Playing with simulations

I hope it is now clear the reason why p-values and Bayes factors have in principle nothing to do with each other, and why p-values are not only responsible of unjustified claims of discoveries, but might also relegate genuine signals to the level of fluke, or reduce their `significance', the word now used as normally understood and not with the `technical meaning' of statisticians. But since I know that many might not be used with the reasoning just shown, I made a little R script[56], so that those who are still sceptical can run it and get a feeling of what is going on.

# initialization
mu.H0 <- 0; sigma.H0 <- 1
mu.H1 <- 0; sigma.H1 <- 1e-3
p.H1  <- 1/2
mu    <- c(mu.H0, mu.H1)
sigma <- c(sigma.H0, sigma.H1)

# simulation function
simulate <- function() {
  M <- rbinom(1, 1, p.H1); x <- rnorm(1, mu[M+1], sigma[M+1])
  x <- rnorm(1, mu[M+1], sigma[M+1])
  p.val <- 2 * pnorm(mu[1] - abs(x-mu[1]), mu[1], sigma[1]) 
  BF <- dnorm(x, mu[2], sigma[2]) / dnorm(x, mu[1], sigma[1])
  lBF <- dnorm(x, mu[2], sigma[2], log=TRUE) - dnorm(x, mu[1], sigma[1], log=TRUE)
  cat(sprintf("x = %.5f  =>  p.val = %.2e,  BF = %.2e  [ log(BF) = %.2e ]\n",
              x, p.val, BF, lBF))
  return(M)
}

By default $H_0$ is simply a standard Gaussian distribution ($\mu=0$ and $\sigma=1$), while $H_1$ is still a Gaussian centered in 0, with a very narrow width ($\sigma=1/1000$). The prior odds are set at 1 to 1, i.e. $P(H_1)=P(H_0)=1/2$. Each call to the function simulate() prints the values that we would get in a real experiment (x, p-value, Bayes factor and its log) and returns the true model (0 or 1), stored in a vector variable for later check. In this way you can try to infer what was the real cause of x before knowing the `truth' (in simulations we can, in physics we cannot!).

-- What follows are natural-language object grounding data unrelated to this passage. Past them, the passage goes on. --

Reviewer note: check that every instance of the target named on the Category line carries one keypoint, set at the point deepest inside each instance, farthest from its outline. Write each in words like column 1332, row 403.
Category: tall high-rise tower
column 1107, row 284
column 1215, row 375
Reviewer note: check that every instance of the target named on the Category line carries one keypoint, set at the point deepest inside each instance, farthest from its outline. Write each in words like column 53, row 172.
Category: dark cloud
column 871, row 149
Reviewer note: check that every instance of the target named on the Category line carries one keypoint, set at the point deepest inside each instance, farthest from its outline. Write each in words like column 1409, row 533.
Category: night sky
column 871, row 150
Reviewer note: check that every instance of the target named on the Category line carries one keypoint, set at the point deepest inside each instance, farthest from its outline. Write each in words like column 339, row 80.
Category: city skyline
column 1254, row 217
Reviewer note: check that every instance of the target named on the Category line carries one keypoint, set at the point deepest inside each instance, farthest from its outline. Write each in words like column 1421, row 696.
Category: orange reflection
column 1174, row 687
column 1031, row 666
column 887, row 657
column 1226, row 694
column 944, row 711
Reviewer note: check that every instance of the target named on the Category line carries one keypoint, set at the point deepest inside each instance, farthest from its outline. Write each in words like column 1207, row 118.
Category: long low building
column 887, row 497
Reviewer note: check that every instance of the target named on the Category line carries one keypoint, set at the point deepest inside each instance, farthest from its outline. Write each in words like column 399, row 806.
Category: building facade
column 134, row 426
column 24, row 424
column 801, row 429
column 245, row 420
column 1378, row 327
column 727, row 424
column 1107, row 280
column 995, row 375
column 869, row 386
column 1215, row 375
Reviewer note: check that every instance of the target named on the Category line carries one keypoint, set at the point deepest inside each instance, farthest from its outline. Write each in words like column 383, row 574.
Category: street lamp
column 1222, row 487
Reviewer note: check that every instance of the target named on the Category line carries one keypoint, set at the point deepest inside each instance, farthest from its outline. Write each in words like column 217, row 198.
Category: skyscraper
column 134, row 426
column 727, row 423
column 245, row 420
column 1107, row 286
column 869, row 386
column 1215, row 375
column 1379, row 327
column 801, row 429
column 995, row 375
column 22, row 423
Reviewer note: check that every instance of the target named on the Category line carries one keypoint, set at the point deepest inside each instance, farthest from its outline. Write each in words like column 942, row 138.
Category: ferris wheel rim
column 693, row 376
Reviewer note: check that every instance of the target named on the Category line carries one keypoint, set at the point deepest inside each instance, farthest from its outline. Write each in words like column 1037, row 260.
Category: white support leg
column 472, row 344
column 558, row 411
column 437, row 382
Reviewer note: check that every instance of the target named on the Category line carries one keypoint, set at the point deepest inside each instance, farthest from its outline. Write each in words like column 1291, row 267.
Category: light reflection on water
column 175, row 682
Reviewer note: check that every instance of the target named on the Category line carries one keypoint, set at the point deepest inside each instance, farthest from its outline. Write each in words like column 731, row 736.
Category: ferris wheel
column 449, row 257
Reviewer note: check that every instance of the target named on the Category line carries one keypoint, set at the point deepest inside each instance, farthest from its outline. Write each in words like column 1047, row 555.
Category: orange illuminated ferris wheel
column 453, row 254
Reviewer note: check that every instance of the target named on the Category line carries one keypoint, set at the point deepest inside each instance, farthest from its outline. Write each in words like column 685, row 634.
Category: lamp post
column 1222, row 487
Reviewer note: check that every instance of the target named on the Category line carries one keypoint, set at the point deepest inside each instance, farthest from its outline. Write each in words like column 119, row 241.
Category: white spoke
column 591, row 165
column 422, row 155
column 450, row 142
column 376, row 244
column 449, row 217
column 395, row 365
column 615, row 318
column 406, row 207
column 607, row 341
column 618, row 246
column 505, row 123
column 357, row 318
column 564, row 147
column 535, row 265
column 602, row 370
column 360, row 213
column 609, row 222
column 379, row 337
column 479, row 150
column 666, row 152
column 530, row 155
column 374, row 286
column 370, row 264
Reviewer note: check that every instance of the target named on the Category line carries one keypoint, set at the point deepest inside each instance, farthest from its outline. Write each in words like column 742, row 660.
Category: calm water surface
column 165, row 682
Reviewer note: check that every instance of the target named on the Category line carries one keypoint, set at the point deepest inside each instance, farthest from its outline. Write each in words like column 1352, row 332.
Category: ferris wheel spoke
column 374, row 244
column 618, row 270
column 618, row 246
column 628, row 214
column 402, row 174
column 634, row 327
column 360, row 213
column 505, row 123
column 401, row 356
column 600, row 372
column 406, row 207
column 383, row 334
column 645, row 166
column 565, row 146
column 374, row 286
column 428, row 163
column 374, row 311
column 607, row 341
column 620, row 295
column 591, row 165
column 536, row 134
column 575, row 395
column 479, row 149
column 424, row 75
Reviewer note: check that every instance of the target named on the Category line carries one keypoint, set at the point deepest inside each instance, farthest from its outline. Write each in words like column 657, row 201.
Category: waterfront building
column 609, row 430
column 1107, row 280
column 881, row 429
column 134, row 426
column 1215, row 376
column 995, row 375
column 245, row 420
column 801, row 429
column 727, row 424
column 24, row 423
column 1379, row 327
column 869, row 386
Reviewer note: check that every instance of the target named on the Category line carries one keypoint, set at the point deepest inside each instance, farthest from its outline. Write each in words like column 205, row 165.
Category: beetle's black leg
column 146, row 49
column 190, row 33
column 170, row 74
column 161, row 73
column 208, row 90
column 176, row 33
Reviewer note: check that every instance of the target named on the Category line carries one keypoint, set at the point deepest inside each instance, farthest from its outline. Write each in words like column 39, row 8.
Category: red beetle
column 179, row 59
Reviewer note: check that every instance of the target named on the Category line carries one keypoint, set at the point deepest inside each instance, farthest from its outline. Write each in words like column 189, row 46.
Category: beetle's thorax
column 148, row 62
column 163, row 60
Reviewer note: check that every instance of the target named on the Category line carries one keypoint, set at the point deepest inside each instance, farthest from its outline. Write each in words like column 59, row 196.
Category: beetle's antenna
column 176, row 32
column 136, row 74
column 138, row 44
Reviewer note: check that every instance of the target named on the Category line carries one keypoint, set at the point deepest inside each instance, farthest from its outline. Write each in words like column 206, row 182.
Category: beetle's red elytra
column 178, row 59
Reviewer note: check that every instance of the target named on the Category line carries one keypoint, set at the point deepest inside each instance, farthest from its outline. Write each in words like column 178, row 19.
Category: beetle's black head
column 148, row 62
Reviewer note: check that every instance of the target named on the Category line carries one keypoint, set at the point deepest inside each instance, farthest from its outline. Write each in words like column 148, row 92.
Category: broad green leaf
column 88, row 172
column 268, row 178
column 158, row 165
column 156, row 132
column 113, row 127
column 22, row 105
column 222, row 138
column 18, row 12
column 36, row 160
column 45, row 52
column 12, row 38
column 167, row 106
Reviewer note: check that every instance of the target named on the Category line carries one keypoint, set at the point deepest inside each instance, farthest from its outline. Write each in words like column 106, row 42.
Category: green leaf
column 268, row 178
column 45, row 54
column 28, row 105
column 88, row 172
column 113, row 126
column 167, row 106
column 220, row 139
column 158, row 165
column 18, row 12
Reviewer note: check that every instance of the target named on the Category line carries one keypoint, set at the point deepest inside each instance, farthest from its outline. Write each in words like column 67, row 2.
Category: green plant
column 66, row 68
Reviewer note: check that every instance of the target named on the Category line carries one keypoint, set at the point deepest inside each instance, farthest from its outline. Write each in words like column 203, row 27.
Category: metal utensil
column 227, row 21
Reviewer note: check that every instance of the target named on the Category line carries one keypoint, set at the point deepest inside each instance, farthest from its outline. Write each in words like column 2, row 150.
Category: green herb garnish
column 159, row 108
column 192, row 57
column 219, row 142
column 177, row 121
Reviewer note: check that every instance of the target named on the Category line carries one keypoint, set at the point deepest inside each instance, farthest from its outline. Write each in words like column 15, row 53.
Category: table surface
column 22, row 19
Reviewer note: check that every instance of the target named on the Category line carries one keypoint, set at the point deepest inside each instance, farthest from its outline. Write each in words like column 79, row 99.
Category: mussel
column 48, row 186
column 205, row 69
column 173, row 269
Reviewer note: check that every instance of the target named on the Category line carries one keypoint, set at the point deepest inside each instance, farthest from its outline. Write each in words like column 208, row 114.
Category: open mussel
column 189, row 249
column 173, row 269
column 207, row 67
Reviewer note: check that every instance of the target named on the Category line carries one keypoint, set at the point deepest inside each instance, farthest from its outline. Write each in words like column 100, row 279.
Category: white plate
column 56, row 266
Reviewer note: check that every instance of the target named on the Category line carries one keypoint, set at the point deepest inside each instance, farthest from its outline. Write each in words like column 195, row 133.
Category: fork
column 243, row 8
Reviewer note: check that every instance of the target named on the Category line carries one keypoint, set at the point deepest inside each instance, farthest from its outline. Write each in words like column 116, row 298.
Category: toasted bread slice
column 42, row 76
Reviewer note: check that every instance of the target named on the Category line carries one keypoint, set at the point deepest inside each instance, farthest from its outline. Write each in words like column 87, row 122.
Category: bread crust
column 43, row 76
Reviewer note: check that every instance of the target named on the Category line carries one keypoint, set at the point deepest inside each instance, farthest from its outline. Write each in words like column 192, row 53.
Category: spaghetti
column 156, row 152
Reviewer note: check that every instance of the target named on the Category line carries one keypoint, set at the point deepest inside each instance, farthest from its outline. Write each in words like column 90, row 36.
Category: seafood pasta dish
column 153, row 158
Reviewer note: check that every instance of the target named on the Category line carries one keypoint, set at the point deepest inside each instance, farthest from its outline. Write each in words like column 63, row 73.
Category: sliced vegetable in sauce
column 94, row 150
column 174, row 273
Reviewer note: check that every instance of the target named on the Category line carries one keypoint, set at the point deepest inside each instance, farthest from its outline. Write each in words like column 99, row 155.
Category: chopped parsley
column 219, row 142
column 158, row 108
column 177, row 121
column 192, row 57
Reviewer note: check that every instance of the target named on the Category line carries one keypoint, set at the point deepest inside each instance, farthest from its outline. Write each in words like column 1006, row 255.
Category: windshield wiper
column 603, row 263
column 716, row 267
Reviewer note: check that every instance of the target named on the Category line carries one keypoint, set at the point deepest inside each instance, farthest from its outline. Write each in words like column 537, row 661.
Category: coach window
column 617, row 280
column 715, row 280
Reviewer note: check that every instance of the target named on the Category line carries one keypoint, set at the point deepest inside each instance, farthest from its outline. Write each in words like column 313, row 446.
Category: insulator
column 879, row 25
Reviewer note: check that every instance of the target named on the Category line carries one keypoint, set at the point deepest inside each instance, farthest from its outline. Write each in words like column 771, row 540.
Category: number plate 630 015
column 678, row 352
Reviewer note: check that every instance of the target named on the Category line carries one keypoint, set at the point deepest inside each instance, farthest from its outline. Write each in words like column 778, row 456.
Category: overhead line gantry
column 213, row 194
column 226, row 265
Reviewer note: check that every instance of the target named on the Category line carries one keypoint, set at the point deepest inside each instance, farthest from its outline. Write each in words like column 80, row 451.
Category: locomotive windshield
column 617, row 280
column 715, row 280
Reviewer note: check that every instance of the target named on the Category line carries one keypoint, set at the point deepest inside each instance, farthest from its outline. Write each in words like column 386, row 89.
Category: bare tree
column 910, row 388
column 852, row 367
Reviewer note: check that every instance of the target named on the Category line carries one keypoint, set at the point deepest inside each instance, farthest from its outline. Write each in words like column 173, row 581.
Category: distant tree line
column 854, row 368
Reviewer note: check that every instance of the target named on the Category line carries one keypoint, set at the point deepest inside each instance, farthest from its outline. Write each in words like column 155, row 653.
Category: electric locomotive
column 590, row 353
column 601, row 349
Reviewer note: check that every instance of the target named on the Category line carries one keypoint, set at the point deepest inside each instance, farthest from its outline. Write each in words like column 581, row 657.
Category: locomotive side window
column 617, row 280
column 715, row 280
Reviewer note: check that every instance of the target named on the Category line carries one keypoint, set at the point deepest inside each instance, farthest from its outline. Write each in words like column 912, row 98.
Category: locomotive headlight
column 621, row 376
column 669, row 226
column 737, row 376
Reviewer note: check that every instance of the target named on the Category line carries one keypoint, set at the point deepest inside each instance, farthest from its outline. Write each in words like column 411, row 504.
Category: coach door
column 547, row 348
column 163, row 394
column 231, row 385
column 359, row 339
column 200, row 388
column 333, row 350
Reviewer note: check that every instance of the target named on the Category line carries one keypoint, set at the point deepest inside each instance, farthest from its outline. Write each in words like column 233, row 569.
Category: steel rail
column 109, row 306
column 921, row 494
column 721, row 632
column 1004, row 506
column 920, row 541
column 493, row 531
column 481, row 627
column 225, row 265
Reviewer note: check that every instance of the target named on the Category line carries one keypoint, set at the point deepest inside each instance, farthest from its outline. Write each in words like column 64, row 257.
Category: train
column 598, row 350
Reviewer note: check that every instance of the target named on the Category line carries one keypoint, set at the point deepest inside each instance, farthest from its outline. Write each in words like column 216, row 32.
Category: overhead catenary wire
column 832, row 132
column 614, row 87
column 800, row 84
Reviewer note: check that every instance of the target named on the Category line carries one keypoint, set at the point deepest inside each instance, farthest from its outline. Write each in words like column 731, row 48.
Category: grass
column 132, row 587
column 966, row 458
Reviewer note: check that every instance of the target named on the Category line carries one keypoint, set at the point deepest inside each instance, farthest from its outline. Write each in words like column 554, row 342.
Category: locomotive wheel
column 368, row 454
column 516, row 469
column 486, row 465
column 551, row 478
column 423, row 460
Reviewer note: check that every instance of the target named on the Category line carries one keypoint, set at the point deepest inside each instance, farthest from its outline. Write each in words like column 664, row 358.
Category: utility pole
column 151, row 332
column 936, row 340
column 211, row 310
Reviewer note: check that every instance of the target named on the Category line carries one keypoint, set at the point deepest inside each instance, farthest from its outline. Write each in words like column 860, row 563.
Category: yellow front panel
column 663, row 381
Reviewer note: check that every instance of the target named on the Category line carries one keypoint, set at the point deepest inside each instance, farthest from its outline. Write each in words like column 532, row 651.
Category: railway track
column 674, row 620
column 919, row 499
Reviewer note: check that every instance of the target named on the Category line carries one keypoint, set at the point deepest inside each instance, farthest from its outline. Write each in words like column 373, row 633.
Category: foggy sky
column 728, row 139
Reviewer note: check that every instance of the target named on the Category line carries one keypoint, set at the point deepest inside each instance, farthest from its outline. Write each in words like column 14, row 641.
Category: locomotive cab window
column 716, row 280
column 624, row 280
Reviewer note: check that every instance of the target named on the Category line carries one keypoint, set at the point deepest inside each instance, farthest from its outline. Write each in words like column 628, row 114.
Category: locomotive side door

Here are the results of a small run, with x = 12 chosen in order to fill the page, thus postponing the solution to the next one.

> set.seed(150914); n=12; M <- rep(NA, n); for(i in 1:n) M[i] <- simulate()
x = -0.00079  =>  p.val = 9.99e-01,  BF = 7.29e+02  [ log(BF) = 6.59e+00 ]
x = -0.62293  =>  p.val = 5.33e-01,  BF = 0.00e+00  [ log(BF) = -1.94e+05 ]
x = -0.00029  =>  p.val = 1.00e+00,  BF = 9.57e+02  [ log(BF) = 6.86e+00 ]
x = -0.00162  =>  p.val = 9.99e-01,  BF = 2.68e+02  [ log(BF) = 5.59e+00 ]
x = -0.39258  =>  p.val = 6.95e-01,  BF = 0.00e+00  [ log(BF) = -7.71e+04 ]
x = -0.82578  =>  p.val = 4.09e-01,  BF = 0.00e+00  [ log(BF) = -3.41e+05 ]
x = 0.00073  =>  p.val = 9.99e-01,  BF = 7.69e+02  [ log(BF) = 6.64e+00 ]
x = -0.00012  =>  p.val = 1.00e+00,  BF = 9.93e+02  [ log(BF) = 6.90e+00 ]
x = 0.22295  =>  p.val = 8.24e-01,  BF = 0.00e+00  [ log(BF) = -2.48e+04 ]
x = -0.00022  =>  p.val = 1.00e+00,  BF = 9.76e+02  [ log(BF) = 6.88e+00 ]
x = 0.00117  =>  p.val = 9.99e-01,  BF = 5.07e+02  [ log(BF) = 6.23e+00 ]
x = -1.03815  =>  p.val = 2.99e-01,  BF = 0.00e+00  [ log(BF) = -5.39e+05 ]

And the winners are:

> M
 [1] 1 0 1 1 0 0 1 1 0 1 1 0 0 1 1 0 0 0 0 1 0 1 1

It should not be any longer a surprise that the best figure to discriminate between the two models is the Bayes factor and not the p-value.³¹ You can now play with the simulations, varying the parameters. If you want to get a situation yielding Bayes factors of ${\cal O}(10^{10})$ you can keep the standard parameters of $H_0$, fixing instead $\mbox{{\tt mu.H1}}$ at $1.7$ and $\mbox{{\tt sigma.H1}}$ at $\approx 4\times 10^{-10}$. Then you can choose p.H1 at wish and run the simulation. (You also need to change the numbers of digits of x, replacing ``%.5f'' by ``%.11f'' inside sprintf().)